The woman who posted the video suggested doing this in the front, which is definitely easier to reach. She found it effective for as long as 18 hours and felt improvements in her condition within minutes of applying it.

Since onions affect your breath when you eat them, clearly some goes to the lungs so eating them should also help. I sent the video to a friend who has weak lungs. As it turns out, her grandmother used this very approach to save her life when she had what appeared to be pneumonia as an infant. I sent the information to another friend who has been struggling with COVID-19 for 2 weeks. She found the onions helpful but too cold for sleeping. I suggested warming the onions and sniffing the vapor. It helped. Meanwhile, another friend said that sleeping next to chopped onions years ago helped his cough. Another said a mixture of onion, garlic, ginger, turmeric, and a fresh orange, cooked together, had similar benefits and was used in Africa and the Caribbean. Yet another said an onion compress on the foot during sleep is helpful.
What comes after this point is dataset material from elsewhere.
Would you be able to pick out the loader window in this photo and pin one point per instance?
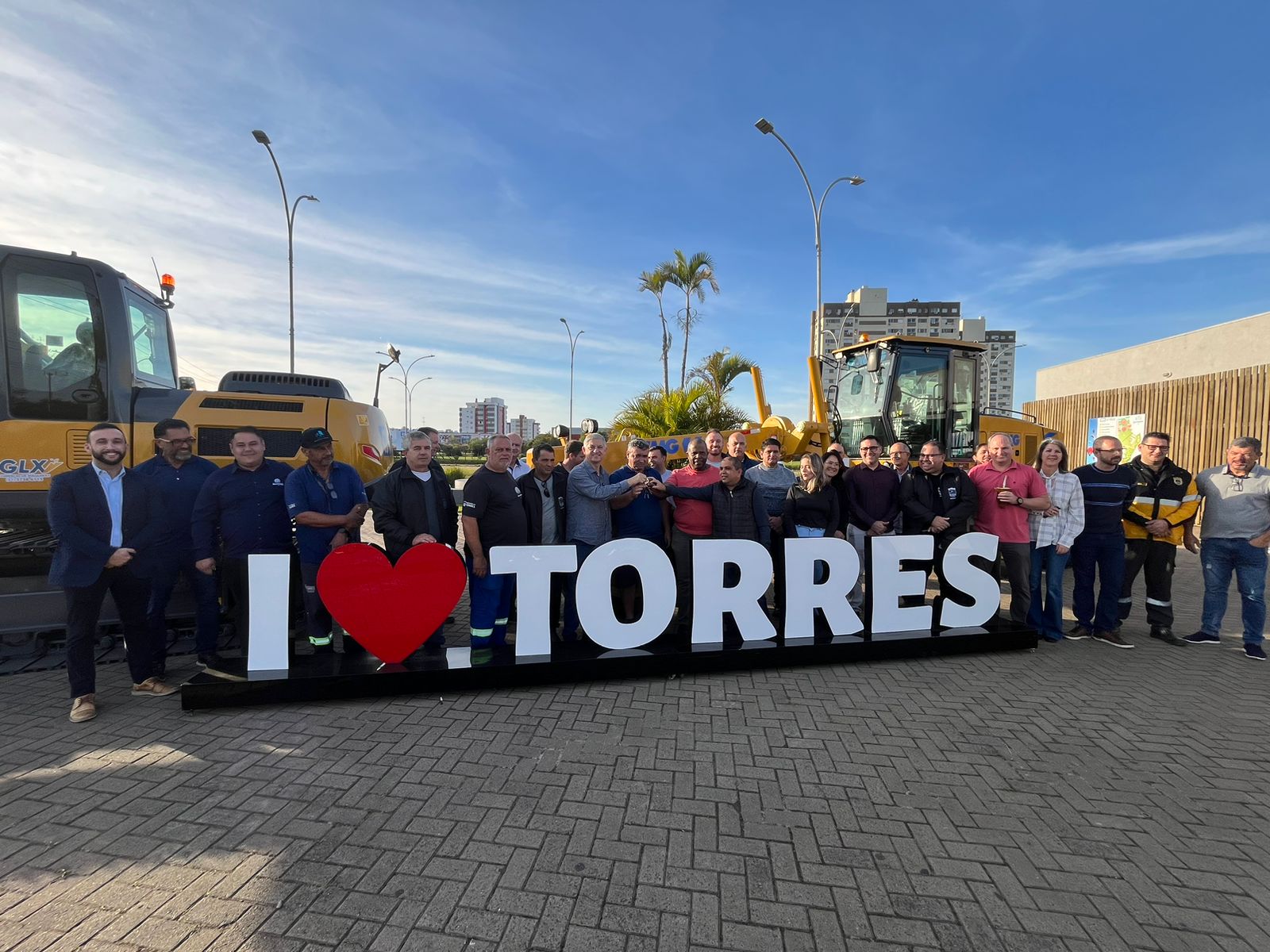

More of the lungs’ capacity is at the back of the lungs than the front, so it is better to lie on your stomach rather than on your back if you are having problems breathing. It is better to put the onion poultice on the back for someone laying on their stomach. Another person who had the virus and recovered said that although being horizontal feels better, fluid tends to accumulate in the lungs when you are lying down so it is best to stay vertical as much as possible.

Another friend noted that viruses don’t like heat or an alkaline environment. Sugar, fat and most grains acidify the body, as do most meats and some fish, many fruits, and most nuts. Except for nightshades, vegetables are alkalizing. Some other alkalizing foods are millet, almonds, chicken breast, vinegar, and citrus fruits. (Some foods are acidic as eaten but alkalizing when digested.) Most Americans tend to be too acidic for optimal health. While it is safe to eat some acidifying foods, it would be best to avoid them as much as possible.

Additional Notes:

  • I learned recently that an essential oil blend called Sun Breeze is also good for respiratory challenges. Apply around eyes and nose and chest after a hot bath.
  • According to traditional Chinese medicine, coughing depletes lung chi, making the lungs less able to heal. In my opinion, the best cough remedy is Old Indian Wild Cherry Bark cough syrup, available in most health food stores. It helps instantly and tastes great. There is at least one more brand that uses cherry bark, and Olbas makes a cough lozenge with vitamin C added, a more portable option.
  • Did you know? From a spiritual perspective lung problems are associated with a lack of gratitude!
  • Finally, for my mask, my plan is to add a Swiffer because they have a tacky substance that holds dust and a lot of surface area because they are fuzzy. I plan to attach it to the outside of my mask. When it starts to look gross, I will use it for dusting my house.

More soon!

Disclaimer: These statements have not been evaluated by the Food and Drug Administration. The contents of this post are for informational purposes only and are not intended to be a substitute for professional medical advice, diagnosis or treatment. Always seek the advice of your physician or other qualified health provider with any questions you may have regarding a medical condition.